The Upper Lid Split Orbitotomy: Review of Technique and Case Report

Geoffrey S. Zinberg DMD, Oral and Maxillofacial Surgery and Hospital Dentistry, Christiana Care Health System, Wilmington, DE
Eric Spencer DDS, Oral and Maxillofacial Surgery and Hospital Dentistry, Christiana Care Health System, Wilmington, DE
Bryan Seiff MD, Oral and Maxillofacial Surgery and Hospital Dentistry, Christiana Care Health System, Wilmington, DE
            The surgical approach options are limited when intraconal or superomedial extraconal access is necessary in the orbit.  A transverse upper eyelid approach provides access to this area, but does so at the expense of transecting the levator apparatus leading to postoperative ptosis.  Conversely, a vertically oriented incision of the upper eyelid only divides the muscles and allows appropriate function post-operatively.  Meticulous closure ensures appropriate realignment of the tarsus and lid border to provide cosmesis. In the case report included in this review, a patient sustained multiple gun shot wounds and had a retained foreign body in the right superomedial orbit. This report reviews that case, and the surgical technique.

In order to expose the superomedial orbit or intraconal space, a vertically oriented, full-thickness incision is planned.  It is designed to be perpendicular to the tarsus at the junction of the medial third and lateral two thirds of the upper eyelid. This incision traverses the skin, tarsus, orbicularis and palpebral conjuctiva.  It is critical that this incision be perpendicular to the lid margin to allow for esthetics and to prevent transection of any portion of the levator apparatus.  The incision is continued with the scissors, splitting Müller’s muscle to the fornix of the eyelid, extending into the bulbar conjuctiva to the limbus. The extraconal fat exposed in this space is dissected bluntly, exposing the superior and medial recti muslces, as well as the superior oblique.  Care must be taken at this stage not to damage the superior oblique tendon as it loops posterolaterally from the trochlea.  Blunt dissection is utilized to locate the area of surgical interest in the extraconal or intraconal spaces. Intraconal access is available via dissection between the superior and medial rectus muscles.  Caution is to be had while dissecting in this area to avoid damaging important neurovascular structures that came into the field (supraorbital nerves, supratrochlear nerve, infratrochlear nerve, supraorbital artery/vein, supratrochlear artery/vein).  Upon access to the area of interest, the planned procedure (biopsy, muscle release, retreival of foreign body, etc.) can be carried out.  After completion of the procedure, perfect reapproximation of the lid margins and tarsus during closure allow for cosmesis upon healing. 

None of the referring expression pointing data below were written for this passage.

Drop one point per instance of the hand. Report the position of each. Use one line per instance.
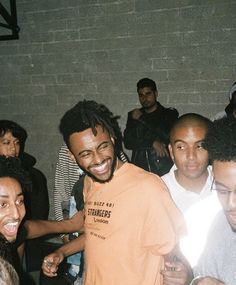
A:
(136, 114)
(176, 273)
(207, 281)
(65, 239)
(51, 263)
(160, 149)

The patient reported in this review sustained a gunshot wound to the right cheek with the bullet retained in the right superomedial orbit.  Given the location of the bullet on the available imaging, the most appropriate surgical approach for foreign body retrieval was the vertical lid split.  This approach was carried out, and the bullet was retrieved successfully.  Meticulous closure was performed to realign the tarsus, muscle, skin and conjuctiva and the patient had a good cosmetic result during his time in follow up.

          This approach is seldom reported in the literature likely as a result of the infrequency in the necessity to employ it.  It allows a safe, simple dissection to the intraconal and superiomedial extraconal spaces of the orbit.  The key with this approach is in the perpendicularity in relation to the levators and tarsus followed by meticulous tarsal realignment during closure.  Adherence to these two principles will allow for appropriate cosmesis upon healing.

References

  1. Smith B. The anterior surgical approach to orbital tumors. Trans Am Acad Ophthalmol Otolaryngol 1966;70:607-11.
  2. Prabhakaran VC, Selva D. Vertical lid split approach for optic nerve sheath decompression. Indian Journal of Ophthalmology 2009;57(4):305-6.
  3. Ing E. Vertical Upper-Lip Split Incision for Access to a Severely Restricted Superior Rectus Muscle in a Patient with Graves Ophthalmopathy. Journal of American Association for Pediatric Ophthalmology and Strabismus 2005;9:394-5.
  4. Kersten RC, Kulwin DR. Vertical lid split orbitotomy revisitied. Ophthal Plast Reconstr Surg 1999; 15:425-8.